After considering it for some time, I finally picked up a Panasonic Lumix S5 to try out.
It’s the baby of the Panasonic Lumix S-series cameras. The S1, S1-H and S1-R are all big cameras. I guess it’s all relative and if you use medium format or prefer a battery grip on your DSLR then maybe they don’t feel that big. But to me, next to the Fujifilm X-series in particular, they’re big. The S5 though is the smallest of the Lumix full-framers, and gets much closer in size and weight to, say, the Fuji X-T4.
I’ve been using Fujifilm cameras for so many years now that it seems strange to consider switching to another system. But I’d already traded in a few lenses and had some credit. And I’m intrigued by the S5, with using full-frame more, with dabbling more in video as I mentioned last time.

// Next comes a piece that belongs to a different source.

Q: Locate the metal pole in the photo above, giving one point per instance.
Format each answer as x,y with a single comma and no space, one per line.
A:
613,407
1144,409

I thought about Sony and Canon and Nikon too of course. Sony is generally ahead in tech specs, but not UI. It seems like they release new cameras and lenses every few months. Amazing autofocus apparently. But technical doesn’t mean fun, the A7 III is relatively old, and they just didn’t appeal to me. Canon are up there too in terms of new technology. The R6 does seem very, very good. But mainstream too. And plastic. And more expensive than the other cameras I’ve been considering. Then there’s the Nikon Z6 II, and it is a great camera. Beautiful in the hand, to me, excellent ergonomics. If it was only for stills, Nikon are producing great cameras.
I’m torn a bit of the whole flippy screen thing. Maybe I’m old-school, and I still like for example that my Fuji X100F has a fixed screen rather than the tilt options in the X100V. But then there’s that whole Fuji X-Pro3 vibe, the idea of being able to hide the screen away and just use the viewfinder, with less temptation to keep reviewing the images. And a fully articulating screen does that. Maybe it’s seems trivial but how we use the screen has a big impact on the experience of a camera.
The Lumix S5 also has some nice video features, like waveforms, that should be fun to use. And it feels great in the hand too. Solid, and very customizable. And it’s well priced. $300 off in the US at the moment, so it’s now $2000 including the 20-60mm zoom. And it takes L-mount lenses, so that’s Sigma and Leica as well as Panasonic glass.
It’s an exciting camera, to me at least. I’ve only had it a few days. I’ll let you know how it does once I’ve had more chance to use it, and whether it’s likely to replace my Fujifilm X-T3 anytime soon.